For several days now, I carry within me some disagreement. More precisely, from that day when we met a refugee family, by the road, maybe a hundred meters from our home. They stretched two tarps between the fence and bamboo sticks, and one small mosquito net next to it. Under the cashew tree they light a fire where they cook. Because of shade and wind. They also spend there long days without a plan. It is their home now.

Very often, when I am at home, I think about them. About the fact that I sleep on my bed with clean sheets and they sleep on the ground. About the fact that we are too hot at night and we have to use fans or air conditioning, and they are too cold and have nothing to cover up. About Jo having books and toys and those kids not even having clothes. About the fact that, although we eat modestly, we eat variously and always when we are hungry. And they have rice from their neighbors from time to time because they are not on the list of families who need help. Sometimes, when I think about them, I go with Jo to a room where we can see fragments of tarps from the window. I know they are there and we pray for them.

We also visit them every now and then and bring the things they need. They fled the island where Tony was helping with the food distribution. A year ago, it was completely destroyed by a cyclone, this year it was completely burned by terrorists. I can’t believe anyone can have so bad in life. My empathy is too short. My capacity for misery too tight. It is not only the pain of all their losses. This is a no-win situation.

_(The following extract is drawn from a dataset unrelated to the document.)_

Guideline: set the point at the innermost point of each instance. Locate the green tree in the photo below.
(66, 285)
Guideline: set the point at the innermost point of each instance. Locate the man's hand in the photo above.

Permanently complicated.

But, Jesus. We have this answer for them. Without any complex explanations that we wouldn’t even have if we thought there was a need to share. Jesus who has Himself for them, the only Solution. And He is a solution in sense that they will live in a house with an ocean view and never be hungry again. We can’t promise them that. But, He is enough. Although they need to eat, they need a house, they need a job – we can promise them Him. And cry out to Him. And introduce them to Him. Because our help has limits. If not limits of money, finally of time. But He will stay with them. The same night – cold one, on the bare ground, under a tarp, or hot one, in a nice house with air conditioning.

However, I carry within me some disagreement. Because I look at Jo, a happy boy who knows no sorrow or lack, and I think he has done nothing to live like this, and those kids have done nothing to lose everything before they even know they have something. And yet he and his mom are looking through the window of a nice house at the tops of the tarps by which those children have to play. And there is nothing to be done about it but to cry out: Jesus. This is what I can teach him.

I wrote about it at the end of December 2020, still not even having the idea and, what more important, the space in me to build even one house. But it was my friends who started sending messages: let’s build them a house, how much would it cost to build a house for them, how much building materials cost in Mozambique, I would like to add something from myself. And it was they who allowed this space in me to grow until both – my husband and I – were ready to take up this challenge. The first house was build in January 2021. We finished building the sixth in December 2021.

Six houses in Pemba serve thirteen families who had no homes. All your houses. Yours, because there are seventy people who financially supported the construction of houses in Mozambique this year! Yours, but given without regret, indeed, with joy, to those who had nowhere to go. This is the Kingdom of God which is near!

Thank you. Without you, we would still bring them some slightly worn clothes.